The exterior of the complex
The exterior of the complex|Wikimedia Commons CC BY-SA 3.0

By this time, the Mubarak Mandi palace comprised 25 buildings spread across 12 acres! It had a covered area of more than 4 lakh sq ft, which houses buildings like the Darbar Hall, the Sheesh Mahal, the Pink Palace, Royal Courts buildings, Gol Ghar, Nawa Mahal, Hawa Mahal, Toshkhana and the Rani Charak Palaces. Built in different periods of time, these monuments are a spectacular mix of architectural styles and construction techniques.


The workmanship brings out the best of Rajasthani, Mughal and European styles, a melting pot of influences where Gothic arches coexist with Mewari jharokhas.

The intricate detailing
The intricate detailing|Wikimedia Commons CC BY-SA 4.0

The large complex also continued to remain a hotbed of intrigue. For example, on 28th April 1898, a grand durbar was held in the palace, followed by a display of fireworks. However, just 15 minutes later, the part of the palace that housed the offices went up in flames. Thankfully, the fire was contained before it could spread to other parts. Investigations revealed that it was no accident and, unfortunately, the culprits were never caught.

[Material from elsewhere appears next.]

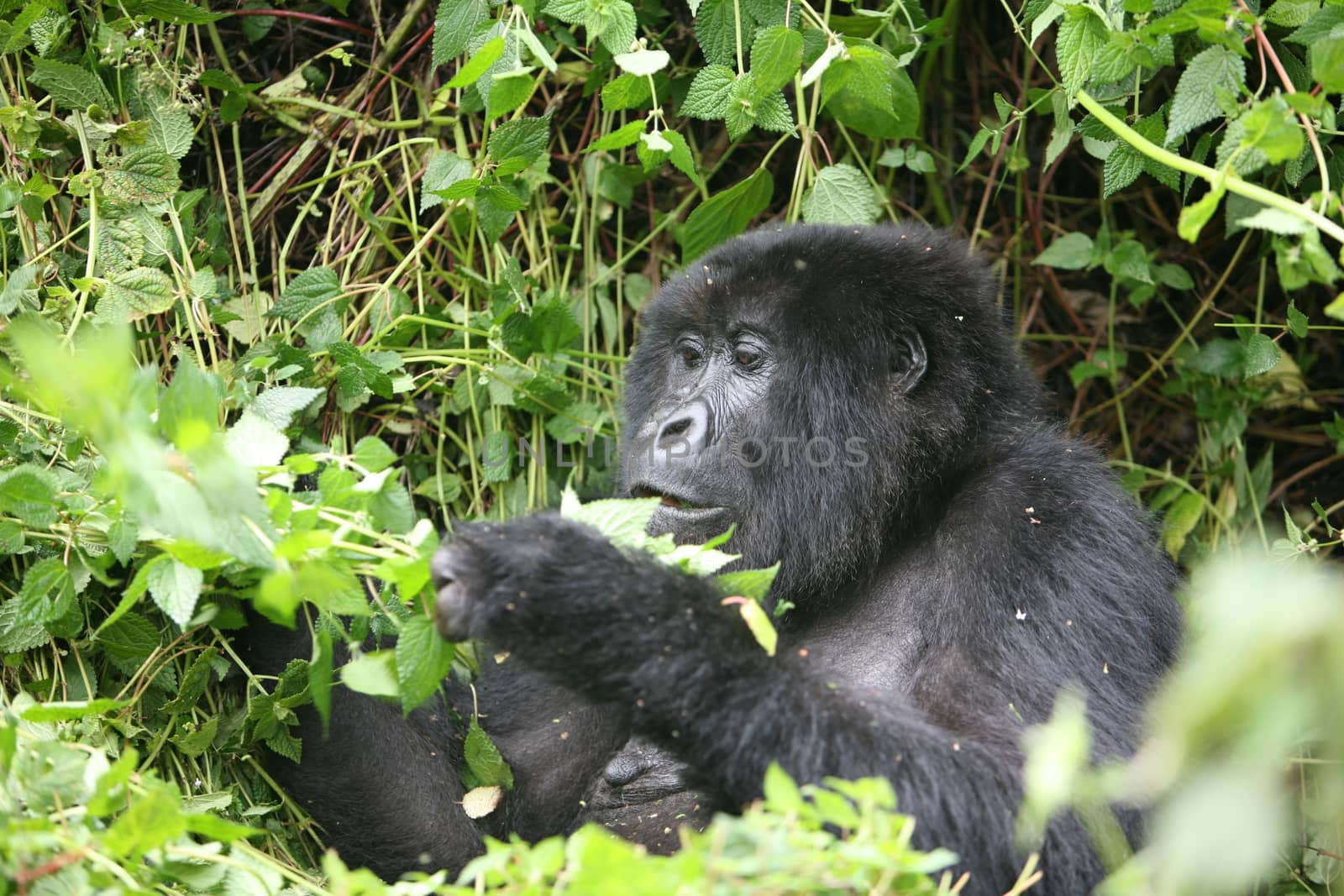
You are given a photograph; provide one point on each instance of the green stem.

Mubarak Mandi’s glory days ended suddenly in 1925, when Maharaja Pratap Singh’s nephew, Hari Singh, became the next Maharaja of Kashmir. He refused to stay in Mubarak Mandi and moved to the Hari Niwas Palace (present-day Raj Bhawan in Jammu). Hari Singh took no interest in Mubarak Mandi and in fact seemed happy to surrender it to the Indian government in 1947. This complex has since housed office of the Jammu & Kashmir state government.

Mubarak Mandi before 1947
Mubarak Mandi before 1947

Maharaja Hari Singh’s odd dislike for the seat of his ancestors has perplexed many and the answer for this can be found in the memoirs of the famous radio singer Malika Pukhraj, who was a very close friend of Maharaja Hari Singh. According to Pukhraj, when Hari Singh was the crown prince and lived in Mubarak Mandi, his aunt, Rani Charak, hated him and tried to get him killed several times. Also, he believed that his first wife Lal Kunverba, who died during childbirth, had been poisoned on orders of Rani Charak. The Mubarak Mandi complex held painful memories for Maharaja Hari Singh, who began to hate it.

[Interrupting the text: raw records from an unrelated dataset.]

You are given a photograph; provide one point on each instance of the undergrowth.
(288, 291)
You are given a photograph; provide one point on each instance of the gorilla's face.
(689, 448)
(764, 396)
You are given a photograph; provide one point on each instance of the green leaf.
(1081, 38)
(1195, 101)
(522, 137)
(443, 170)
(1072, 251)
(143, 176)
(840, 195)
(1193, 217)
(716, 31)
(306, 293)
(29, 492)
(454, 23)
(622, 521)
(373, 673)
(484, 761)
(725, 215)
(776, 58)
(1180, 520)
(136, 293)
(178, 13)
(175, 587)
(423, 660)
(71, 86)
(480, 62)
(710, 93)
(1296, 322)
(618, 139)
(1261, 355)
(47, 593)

The last Maharaja of Kashmir, Hari Singh
The last Maharaja of Kashmir, Hari Singh|Wikimedia Commons

After Maharaja Hari Singh moved out, the complex served only as the Royal Court and Secretariat of the Jammu kings until it was taken over by the state government after India’s Independence. Today, only one part of the complex is open to the public – the Dogra Art Museum that has 800-odd rare paintings from different schools like Kangra, Basohli and Jammu. It also has some other treasures including the gold-painted bow and arrow of Mughal Emperor Shah Jahan, handwritten manuscripts of Shahnama and Sikandernama, both of which are in Persian.

For a long time, the once exquisite Mubarak Mandi has been is in a state of deep decline but there is some hope that the palace complex will see better days as the governor of Jammu & Kashmir recently gave the go-ahead for the restoration of the complex.